"King's Ransom" is one of those movies you suspect was built from the title up. Somewhere in a pitch meeting someone must have piped up: "I know. We'll have a guy named 'King' and he gets kidnapped, see? So there's a 'ransom'! 'King's Ransom,' get it? After that, I've got nothing."
Which is pretty much what this supposed comedy has going for it. Perennial sideman Anthony Anderson steps into a rare leading role but is left looking as if he's waiting for someone to show up with the real script.
Anderson plays Malcolm King, a marketing mogul on the brink of selling his company for $25 million just as his gold-digger wife, Renee (Kellita Smith), is divorcing him and seeking half of everything — including King Enterprises.
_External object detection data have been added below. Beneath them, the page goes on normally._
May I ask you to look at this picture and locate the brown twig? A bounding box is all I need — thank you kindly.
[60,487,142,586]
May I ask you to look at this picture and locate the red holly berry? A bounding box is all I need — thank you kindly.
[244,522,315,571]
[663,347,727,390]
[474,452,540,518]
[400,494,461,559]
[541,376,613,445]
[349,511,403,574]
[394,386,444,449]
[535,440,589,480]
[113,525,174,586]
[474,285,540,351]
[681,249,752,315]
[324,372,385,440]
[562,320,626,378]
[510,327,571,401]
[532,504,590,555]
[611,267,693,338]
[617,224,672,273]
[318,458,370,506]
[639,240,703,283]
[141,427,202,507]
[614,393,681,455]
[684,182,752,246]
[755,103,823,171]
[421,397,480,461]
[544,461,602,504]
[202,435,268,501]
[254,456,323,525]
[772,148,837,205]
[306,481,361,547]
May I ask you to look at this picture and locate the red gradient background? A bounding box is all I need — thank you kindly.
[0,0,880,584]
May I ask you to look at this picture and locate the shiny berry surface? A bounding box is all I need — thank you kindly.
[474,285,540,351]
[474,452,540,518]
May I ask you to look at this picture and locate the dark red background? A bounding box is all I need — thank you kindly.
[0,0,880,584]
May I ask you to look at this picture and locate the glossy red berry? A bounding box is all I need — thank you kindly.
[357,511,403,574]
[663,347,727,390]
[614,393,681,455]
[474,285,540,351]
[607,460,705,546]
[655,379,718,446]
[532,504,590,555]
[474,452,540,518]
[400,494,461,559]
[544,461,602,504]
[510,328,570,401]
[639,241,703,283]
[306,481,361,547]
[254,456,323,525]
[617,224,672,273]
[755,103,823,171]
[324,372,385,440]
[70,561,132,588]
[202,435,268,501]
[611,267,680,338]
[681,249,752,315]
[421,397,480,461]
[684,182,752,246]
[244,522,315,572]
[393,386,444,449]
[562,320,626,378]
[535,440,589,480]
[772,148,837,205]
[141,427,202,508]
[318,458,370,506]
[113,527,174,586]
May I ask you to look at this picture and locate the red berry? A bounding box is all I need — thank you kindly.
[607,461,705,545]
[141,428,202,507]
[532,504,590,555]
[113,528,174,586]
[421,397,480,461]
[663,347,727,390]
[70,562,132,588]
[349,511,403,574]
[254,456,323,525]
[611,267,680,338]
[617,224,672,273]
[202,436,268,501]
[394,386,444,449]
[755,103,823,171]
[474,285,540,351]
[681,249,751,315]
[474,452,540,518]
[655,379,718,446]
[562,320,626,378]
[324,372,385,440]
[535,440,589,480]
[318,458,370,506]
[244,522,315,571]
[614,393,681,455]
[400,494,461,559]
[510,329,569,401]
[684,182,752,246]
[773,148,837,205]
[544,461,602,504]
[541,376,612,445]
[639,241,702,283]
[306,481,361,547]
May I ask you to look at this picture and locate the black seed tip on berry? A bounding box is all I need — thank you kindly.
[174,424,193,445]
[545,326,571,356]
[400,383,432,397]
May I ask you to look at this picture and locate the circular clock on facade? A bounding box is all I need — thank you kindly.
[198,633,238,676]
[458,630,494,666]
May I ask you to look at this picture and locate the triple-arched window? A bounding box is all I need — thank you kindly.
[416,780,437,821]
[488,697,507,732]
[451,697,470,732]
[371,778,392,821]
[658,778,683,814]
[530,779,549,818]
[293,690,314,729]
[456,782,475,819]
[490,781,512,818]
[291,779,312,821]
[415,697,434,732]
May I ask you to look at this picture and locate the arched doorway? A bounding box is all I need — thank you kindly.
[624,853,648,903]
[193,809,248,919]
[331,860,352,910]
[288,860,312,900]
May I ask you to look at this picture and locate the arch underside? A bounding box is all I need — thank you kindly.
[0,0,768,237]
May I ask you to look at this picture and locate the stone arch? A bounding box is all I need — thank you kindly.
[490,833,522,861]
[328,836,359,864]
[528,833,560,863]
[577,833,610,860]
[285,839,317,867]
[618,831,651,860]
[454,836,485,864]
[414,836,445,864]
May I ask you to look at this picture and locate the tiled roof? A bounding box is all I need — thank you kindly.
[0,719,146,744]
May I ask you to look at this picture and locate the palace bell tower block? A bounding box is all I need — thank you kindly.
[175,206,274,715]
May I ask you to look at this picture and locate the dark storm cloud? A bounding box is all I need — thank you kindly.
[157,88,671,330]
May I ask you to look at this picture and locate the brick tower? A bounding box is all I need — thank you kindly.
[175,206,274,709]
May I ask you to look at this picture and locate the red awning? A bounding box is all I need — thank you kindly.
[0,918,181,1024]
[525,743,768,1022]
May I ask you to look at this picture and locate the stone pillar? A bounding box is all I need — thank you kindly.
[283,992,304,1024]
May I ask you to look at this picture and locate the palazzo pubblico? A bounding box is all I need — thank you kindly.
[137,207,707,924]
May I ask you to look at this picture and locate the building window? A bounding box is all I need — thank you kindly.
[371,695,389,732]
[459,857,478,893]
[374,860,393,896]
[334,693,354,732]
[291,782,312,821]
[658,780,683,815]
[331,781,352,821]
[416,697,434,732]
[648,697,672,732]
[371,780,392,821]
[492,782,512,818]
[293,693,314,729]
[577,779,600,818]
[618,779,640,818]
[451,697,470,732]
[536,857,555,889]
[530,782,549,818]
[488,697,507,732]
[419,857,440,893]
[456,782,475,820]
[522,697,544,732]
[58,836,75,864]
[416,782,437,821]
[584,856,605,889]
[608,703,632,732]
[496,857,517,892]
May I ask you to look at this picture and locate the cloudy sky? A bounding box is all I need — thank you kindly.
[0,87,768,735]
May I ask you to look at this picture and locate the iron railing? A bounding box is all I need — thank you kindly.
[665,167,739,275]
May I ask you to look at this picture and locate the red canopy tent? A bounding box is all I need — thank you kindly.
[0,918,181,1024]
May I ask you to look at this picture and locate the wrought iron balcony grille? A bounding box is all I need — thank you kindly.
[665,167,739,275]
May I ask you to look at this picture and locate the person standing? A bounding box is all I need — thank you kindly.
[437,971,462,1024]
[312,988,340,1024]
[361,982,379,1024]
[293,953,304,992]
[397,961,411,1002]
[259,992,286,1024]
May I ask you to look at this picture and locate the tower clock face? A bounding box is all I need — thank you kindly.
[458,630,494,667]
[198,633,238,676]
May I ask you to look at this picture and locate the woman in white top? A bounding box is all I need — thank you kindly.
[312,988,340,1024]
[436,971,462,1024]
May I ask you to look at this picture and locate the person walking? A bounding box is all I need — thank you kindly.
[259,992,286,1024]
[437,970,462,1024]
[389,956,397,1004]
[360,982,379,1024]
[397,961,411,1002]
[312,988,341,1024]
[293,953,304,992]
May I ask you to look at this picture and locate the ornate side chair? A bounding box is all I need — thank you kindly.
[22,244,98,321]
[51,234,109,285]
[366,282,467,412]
Unwilling to share his fortune and with a nudge from his bootyful half-wit mistress Peaches (Regina Hall), Malcolm hatches a harebrained kidnapping scheme. Meanwhile, Renee (fearing her infidelities will diminish her settlement), Angela (a disgruntled exec played by Nicole Parker) and a clueless loser named Corey (Jay Mohr) devise competing abduction plots of their own.
Due to a series of mix-ups, Charlie Murphy, as Peaches' down-low, ex-con brother, Herb — Peaches and Herb, get it? — winds up holding Malcolm's parking valet (Donald Faison) hostage at a swank hotel, while Malcolm is holed up with Corey in the ramshackle basement of his deaf and drunk grandma (Jackie Burroughs). From there, the movie plays out to its dissolute resolution.
Loretta Devine, as Malcolm's sassy executive assistant, is about the only member of the cast able to walk away from this dud with any dignity. It's no "Soul Plane," but the filmmakers do seem intent on finding equal-opportunity, offensive stereotypes for everyone. Directed by music video veteran Jeff Byrd (a Spike Lee protégé) from Wayne Conley's screenplay, "King's Ransom" is lifeless and laughless and certain to quickly make its way through the ancillary worlds of DVD, pay-per-view and premium cable.
MPAA rating: PG-13 for crude and sexual humor and language
Times guidelines: Crude and sexual, yes; humor, not so much.
A New Line Cinema presentation of a Catch 23 Alter Ego production. Director Jeff Byrd. Producer Darryl Taja. Executive producers Toby Emmerich, Matt Moore, J. David Brewington Jr., Mike Drake, Jeremy Barber. Screenplay by Wayne Conley. Cinematographer Robert McLachlan. Editor Jeff Cooper. Music Marcus Miller. Running time: 1 hour, 37 minutes.
In general release.
This Anthony Anderson vehicle has plenty of schemes, but too few laughs.